Lecture
Monday 14 December 2015, 1:00am
Gertrude Contemporary
21-31 High Street, Preston SouthFree event. No bookings required.
Gertrude Contemporary, Liquid Architecture and Discipline are pleased to present the final lecture in the 'Theories and Histories of Sound' series for 2015 on Monday the 14th of December: 'Listening to the Anthropocene: Sound and Ecological Crisis' by Anja Kanngieser.
This talk explores imaginations of the natural world at a time of accelerating global environmental crisis, in an era currently being defined as the Anthropocene, a geophysical term that 'recognises that human intrusion on the planet’s surface and into the atmosphere has been so extreme as to qualify our time on earth as a specific geological epoch.' It does so through mediums and methods of sound being used contemporaneously by artists, bio-acousticians and scientists to make sense of, and communicate, earth system changes. Mapping out a range of eco-acoustic practices from field recordings to data and geo-sonifications, the talk investigates how such practices seek to delineate, highlight, and/or overcome, distinctions between natural and social, urban and rural, exceptional and everyday.
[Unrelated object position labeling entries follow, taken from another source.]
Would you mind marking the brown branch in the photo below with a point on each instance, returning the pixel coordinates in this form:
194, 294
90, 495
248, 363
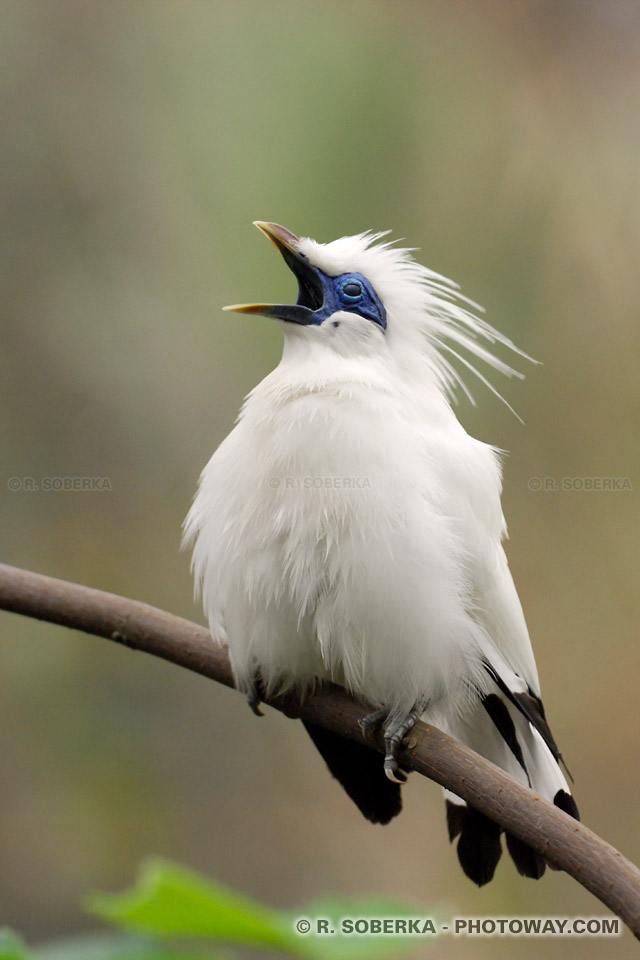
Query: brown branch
566, 843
This talk argues that these delineations are critical to perceptions of climate change, and its uneven human causations and effects. Fundamental to this investigation is the claim that such delineations affect the ability to listen to, and take care of, the myriad and complex ecosystems of which humans are a part. Grounded in research coming from the geo-humanities, this talk demonstrates that rather than being separate realms, the natural and social are deeply entangled and implicated in one another. As this talk emphasises, sound, as a medium that brings the world into proximity and envelops us, is uniquely placed to approach and communicate these critical, and ever more urgent, entanglements.
Anja Kanngieser is Vice Chancellors Fellow at the Australian Centre for Cultural Environmental Research, with a background in geography and communication studies. Her work focuses on the intersections of political economy and ecology, sound and social movements. She is primarily interested in the ways in which people strategise, antagonise and collaborate to create the living and working conditions they desire. Bringing into dialogue political economic theory with audio practices, she is engaged in the experimentation and invention of sound-based methods in the social sciences.